The Chicken-and-Egg Problem
Imagine being blindfolded and dropped into an unfamiliar room. To make a map, you first need to know where you are. But to know where you are, you need a map. This is the central problem of mobile robotics — and the answer is SLAM, or Simultaneous Localisation and Mapping.
SLAM is what lets your Roborock S8 MaxV Ultra map your home on its first run, what allows a delivery robot to navigate a sidewalk, and what makes self-driving cars possible. Despite the intimidating name, the underlying idea is surprisingly intuitive.
The Core Loop
Every SLAM system, regardless of which sensors it uses, runs the same loop several times per second:
- Observe — Take a sensor reading of the surroundings.
- Predict — Estimate where the robot has moved since the last reading (using wheel encoders, gyroscopes, or visual cues).
- Match — Compare what the sensors see now with what they have seen before. If the robot recognises a feature it has mapped earlier, it knows where it is on that map.
- Update — Adjust both the robot’s position estimate AND the map, using the new observation to make both more accurate.
That fourth step is the magic. Each new observation corrects errors in both the robot’s self-position AND its understanding of the world.
Two Main Flavours
Visual SLAM (vSLAM)
Visual SLAM uses one or more cameras to identify distinctive visual features — corners of furniture, doorways, picture frames — and track how they move between frames. As the robot moves, it triangulates the position of those features in 3D space.
vSLAM is cheap (cameras are commodity hardware) but struggles in low light, blank walls, and rapidly changing scenes. Most consumer robots use a hybrid approach to compensate.
LiDAR SLAM
LiDAR SLAM uses a spinning laser scanner to measure exact distances to surrounding surfaces. Each scan produces a point cloud — thousands of distance measurements forming a 2D or 3D outline of the room. SLAM algorithms match new point clouds against the existing map to localise the robot precisely. We go deeper on the differences in our companion piece: LiDAR vs Camera Navigation.
LiDAR is faster and more accurate than vision, especially in cluttered or dim environments. Premium robot vacuums like the Dreame L30 Ultra and the Narwal Freo X Ultra rely on LiDAR for centimetre-accurate mapping.
Why “Loop Closure” Matters
The hardest part of SLAM is recognising when you have returned to a place you have been before. This is called loop closure. Without it, small drift errors compound — your robot thinks the hallway is 8 metres long the first time and 9 metres the second time, and the map slowly distorts.
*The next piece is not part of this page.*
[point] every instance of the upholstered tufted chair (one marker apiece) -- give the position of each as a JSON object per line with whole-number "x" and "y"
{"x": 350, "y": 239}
When SLAM detects a loop closure, it goes back and “stitches” the map together, redistributing the accumulated error along the path. Suddenly, the map snaps into a consistent, accurate shape.
Where SLAM Fails
Even the best SLAM has weaknesses. Long, featureless corridors give few landmarks to track. Glass walls confuse both lasers and cameras. Cluttered environments with constantly moving objects (people, pets, vehicles) can degrade map quality.
The next generation of robots increasingly fuses SLAM with semantic understanding — knowing that the object moving across the room is a person rather than a permanent feature — so the map remains stable even as the world changes.
The Bottom Line
SLAM is the foundational technology that turned mobile robots from research curiosities into mass-market products. Every time your robot vacuum efficiently covers your floor in neat rows, every time a delivery drone returns precisely to its launch pad — SLAM is the reason. It is one of the great engineering achievements of the last two decades, and the techniques are still evolving rapidly.